Cheryl Townsend Gilkes

Cheryl Townsend Gilkes is the John D. and Catherine T. MacArthur Professor of African-American Studies and Sociology and director of the African American Studies Program at Colby College (Waterville, Maine); she is also assistant pastor for special projects at the Union Baptist Church (Cambridge, Massachusetts). She holds degrees in sociology from Northeastern University (B.A., M.A., Ph.D.) and has pursued graduate theological studies at Boston University’s School of Theology. Her research, teaching, and writing have specially focused on the role of African American women in generating social change and on the diverse roles of black Christian women in the twentieth century.

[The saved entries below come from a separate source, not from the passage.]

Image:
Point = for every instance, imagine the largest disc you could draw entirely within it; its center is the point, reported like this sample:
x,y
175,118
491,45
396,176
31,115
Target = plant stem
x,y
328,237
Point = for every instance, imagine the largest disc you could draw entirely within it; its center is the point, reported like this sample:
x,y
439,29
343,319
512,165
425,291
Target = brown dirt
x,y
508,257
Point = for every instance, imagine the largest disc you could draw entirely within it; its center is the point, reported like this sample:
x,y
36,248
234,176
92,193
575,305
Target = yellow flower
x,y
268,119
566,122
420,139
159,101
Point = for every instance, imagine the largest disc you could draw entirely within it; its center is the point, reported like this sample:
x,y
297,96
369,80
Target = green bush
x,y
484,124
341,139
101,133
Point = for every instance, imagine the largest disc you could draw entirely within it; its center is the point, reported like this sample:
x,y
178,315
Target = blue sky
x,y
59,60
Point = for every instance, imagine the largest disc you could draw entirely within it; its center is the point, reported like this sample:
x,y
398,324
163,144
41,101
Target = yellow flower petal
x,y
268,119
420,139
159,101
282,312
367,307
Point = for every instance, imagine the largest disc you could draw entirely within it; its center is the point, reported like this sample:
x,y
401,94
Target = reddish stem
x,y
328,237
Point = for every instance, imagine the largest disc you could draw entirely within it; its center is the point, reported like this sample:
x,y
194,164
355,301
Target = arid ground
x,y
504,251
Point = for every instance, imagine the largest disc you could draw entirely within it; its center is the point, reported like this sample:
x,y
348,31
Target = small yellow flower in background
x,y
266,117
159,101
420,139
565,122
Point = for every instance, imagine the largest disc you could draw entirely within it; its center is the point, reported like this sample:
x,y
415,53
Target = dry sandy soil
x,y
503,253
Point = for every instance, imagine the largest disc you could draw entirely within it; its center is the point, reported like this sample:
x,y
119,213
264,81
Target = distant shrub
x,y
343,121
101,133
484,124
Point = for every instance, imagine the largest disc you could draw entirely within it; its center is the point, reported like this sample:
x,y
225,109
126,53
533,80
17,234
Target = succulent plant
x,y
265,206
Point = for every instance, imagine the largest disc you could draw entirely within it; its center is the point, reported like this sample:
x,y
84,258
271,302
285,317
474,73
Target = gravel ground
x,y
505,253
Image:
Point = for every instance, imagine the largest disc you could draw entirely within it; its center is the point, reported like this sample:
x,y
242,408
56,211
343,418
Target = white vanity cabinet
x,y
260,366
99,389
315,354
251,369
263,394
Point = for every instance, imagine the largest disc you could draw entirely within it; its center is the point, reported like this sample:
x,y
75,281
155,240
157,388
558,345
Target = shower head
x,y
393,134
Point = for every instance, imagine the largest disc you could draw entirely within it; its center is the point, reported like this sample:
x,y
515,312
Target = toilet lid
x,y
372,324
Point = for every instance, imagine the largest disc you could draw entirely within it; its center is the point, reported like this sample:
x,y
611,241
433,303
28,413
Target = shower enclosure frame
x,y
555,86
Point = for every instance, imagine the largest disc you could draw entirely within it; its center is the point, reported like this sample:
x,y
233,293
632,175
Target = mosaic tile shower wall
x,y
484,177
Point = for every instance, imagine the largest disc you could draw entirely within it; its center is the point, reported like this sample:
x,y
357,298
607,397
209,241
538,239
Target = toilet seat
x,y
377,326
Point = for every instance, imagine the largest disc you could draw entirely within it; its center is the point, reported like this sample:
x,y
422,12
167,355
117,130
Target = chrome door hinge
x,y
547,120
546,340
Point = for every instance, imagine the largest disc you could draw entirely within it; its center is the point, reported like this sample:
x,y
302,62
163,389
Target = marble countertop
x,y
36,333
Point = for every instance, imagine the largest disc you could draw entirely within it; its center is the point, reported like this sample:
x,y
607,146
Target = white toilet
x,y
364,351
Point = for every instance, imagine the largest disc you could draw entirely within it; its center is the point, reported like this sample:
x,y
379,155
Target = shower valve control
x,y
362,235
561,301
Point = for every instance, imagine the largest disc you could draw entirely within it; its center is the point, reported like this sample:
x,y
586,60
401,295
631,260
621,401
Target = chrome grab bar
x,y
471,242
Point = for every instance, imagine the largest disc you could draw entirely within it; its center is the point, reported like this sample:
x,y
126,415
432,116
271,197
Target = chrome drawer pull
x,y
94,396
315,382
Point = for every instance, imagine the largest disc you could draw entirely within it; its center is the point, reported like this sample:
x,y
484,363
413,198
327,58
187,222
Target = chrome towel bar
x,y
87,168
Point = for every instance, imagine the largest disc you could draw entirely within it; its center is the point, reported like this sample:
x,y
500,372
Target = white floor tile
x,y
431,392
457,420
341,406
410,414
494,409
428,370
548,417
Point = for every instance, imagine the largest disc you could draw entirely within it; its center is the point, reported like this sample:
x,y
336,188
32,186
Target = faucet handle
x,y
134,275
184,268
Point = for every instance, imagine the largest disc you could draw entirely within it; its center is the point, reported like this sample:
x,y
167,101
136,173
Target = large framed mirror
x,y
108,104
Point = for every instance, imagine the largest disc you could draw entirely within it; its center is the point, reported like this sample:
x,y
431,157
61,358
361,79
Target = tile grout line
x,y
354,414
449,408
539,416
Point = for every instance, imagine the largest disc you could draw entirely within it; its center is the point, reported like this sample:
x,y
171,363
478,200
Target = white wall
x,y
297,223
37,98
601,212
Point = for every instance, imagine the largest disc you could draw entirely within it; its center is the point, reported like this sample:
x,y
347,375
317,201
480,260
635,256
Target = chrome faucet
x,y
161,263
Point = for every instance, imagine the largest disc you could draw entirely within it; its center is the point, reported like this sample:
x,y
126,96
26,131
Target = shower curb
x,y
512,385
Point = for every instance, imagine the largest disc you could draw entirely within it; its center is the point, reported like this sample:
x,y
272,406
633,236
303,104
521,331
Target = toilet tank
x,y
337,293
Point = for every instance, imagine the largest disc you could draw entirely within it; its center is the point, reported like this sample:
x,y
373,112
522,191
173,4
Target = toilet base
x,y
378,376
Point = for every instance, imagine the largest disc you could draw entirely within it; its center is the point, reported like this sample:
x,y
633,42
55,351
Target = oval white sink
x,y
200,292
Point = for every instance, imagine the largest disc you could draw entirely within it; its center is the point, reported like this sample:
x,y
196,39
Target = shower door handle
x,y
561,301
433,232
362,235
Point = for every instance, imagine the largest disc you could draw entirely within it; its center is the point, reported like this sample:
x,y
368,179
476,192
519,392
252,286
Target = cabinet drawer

She is currently at work on several projects, one of which is tentatively titled I’m Building Me A Home: The Black Church as a Cultural Production. She has lectured and presented papers at colleges, universities, and scholarly conferences in the United States, Canada, Germany, England, and South Africa. She is active in several scholarly organizations, holding leadership positions in the American Sociological Association, the Association of Black Sociologists, the American Academy of Religion, the Society for the Study of Social Problems, and the Eastern Sociological Society. Some of her essays and articles are gathered in her book, If It Wasn’t for the Women: Black Women’s Experience and Womanist Culture in Church and Community (Maryknoll, New York: Orbis Books, 2001). Several of her journal articles have been reprinted in anthologies, such as African American Religious Thought: An Anthology, edited by Cornel West and Eddie Glaude (Philadelphia: Westminster John Knox Press, 2004). Her published sermons have appeared in The African American Pulpit and elsewhere.